Even though Donousa is a very popular summer destination due to its turquoise waters, I would also suggest that it is a whole different experience if you visit it during the Easter period. During the Holy Week (or the Passion Week), almost every person on this island gathers in the churches for Mass. On Good Friday everyone follows the procession of the bier of Christ, or otherwise known as the Epitaph.
On Holy Saturday, the locals participate in a traditional custom, called Fourni. That’s when the locals gather in homes that have wood stoves and knead the dough needed to create bread, called Pavli. There is a distinct and familiar smell of burning wood that fills the atmosphere, emanating from all the wood stoves.
The cooperation, the smiles and a lot of effort are the ingredients that bring the successful result to life. Whoever witnesses this tradition is bound to have sweet reminders of this place for the rest of their lives.
Later on, the people all gather in churches to receive the Holy Light. During the Resurrection, the night sky of Donousa is lit by fireworks, mesmerizing everyone in the audience.

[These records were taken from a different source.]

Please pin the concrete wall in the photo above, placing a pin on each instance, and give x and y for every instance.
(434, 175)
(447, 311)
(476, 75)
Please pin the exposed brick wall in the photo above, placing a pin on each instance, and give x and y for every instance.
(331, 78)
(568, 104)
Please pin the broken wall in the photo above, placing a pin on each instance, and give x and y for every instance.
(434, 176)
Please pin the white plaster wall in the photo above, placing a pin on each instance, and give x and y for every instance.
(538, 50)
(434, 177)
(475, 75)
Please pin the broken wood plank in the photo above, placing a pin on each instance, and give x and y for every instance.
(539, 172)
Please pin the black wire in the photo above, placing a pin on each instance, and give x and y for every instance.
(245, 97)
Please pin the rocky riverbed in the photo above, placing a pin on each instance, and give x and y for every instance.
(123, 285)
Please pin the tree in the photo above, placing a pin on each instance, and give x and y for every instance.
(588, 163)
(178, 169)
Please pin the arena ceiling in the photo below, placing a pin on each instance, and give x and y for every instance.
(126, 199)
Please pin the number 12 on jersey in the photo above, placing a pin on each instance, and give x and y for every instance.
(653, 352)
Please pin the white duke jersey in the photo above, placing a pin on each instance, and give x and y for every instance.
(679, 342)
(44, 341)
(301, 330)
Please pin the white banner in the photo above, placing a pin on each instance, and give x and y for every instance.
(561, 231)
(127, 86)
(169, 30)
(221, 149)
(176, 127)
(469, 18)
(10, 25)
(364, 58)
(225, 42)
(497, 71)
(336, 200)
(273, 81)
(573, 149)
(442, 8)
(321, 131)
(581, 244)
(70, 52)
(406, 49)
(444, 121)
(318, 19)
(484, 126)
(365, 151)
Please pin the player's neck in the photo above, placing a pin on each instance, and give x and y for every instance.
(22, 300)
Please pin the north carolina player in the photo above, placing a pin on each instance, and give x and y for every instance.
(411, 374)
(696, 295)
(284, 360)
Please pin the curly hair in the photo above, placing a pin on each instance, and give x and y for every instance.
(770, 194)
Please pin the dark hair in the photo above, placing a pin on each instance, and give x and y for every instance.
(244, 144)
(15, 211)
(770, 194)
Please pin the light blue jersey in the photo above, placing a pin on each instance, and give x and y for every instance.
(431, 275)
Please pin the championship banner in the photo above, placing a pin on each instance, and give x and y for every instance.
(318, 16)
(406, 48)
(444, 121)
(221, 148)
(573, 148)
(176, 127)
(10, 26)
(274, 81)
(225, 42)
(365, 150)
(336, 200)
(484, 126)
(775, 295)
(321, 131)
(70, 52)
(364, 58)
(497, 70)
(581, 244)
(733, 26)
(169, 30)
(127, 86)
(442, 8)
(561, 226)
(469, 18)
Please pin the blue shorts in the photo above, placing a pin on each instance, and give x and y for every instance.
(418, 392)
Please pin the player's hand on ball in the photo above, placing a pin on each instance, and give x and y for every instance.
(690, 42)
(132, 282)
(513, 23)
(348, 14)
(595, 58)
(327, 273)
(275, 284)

Following the Cycladian tradition, after baking the homemade bread, the people follow that up by roasting meat in the same ovens on the evening of Holy Saturday, so the food can be ready for Easter Sunday.
The highlight of the Holy Week ceremonies is the Burning of Judas, which, once again, is witnessed by everyone in the island.
The grand finale of the festivities commences with a massive feast that goes on until the early hours of the following morning, offering a dose of yearning and anticipation for the coming year.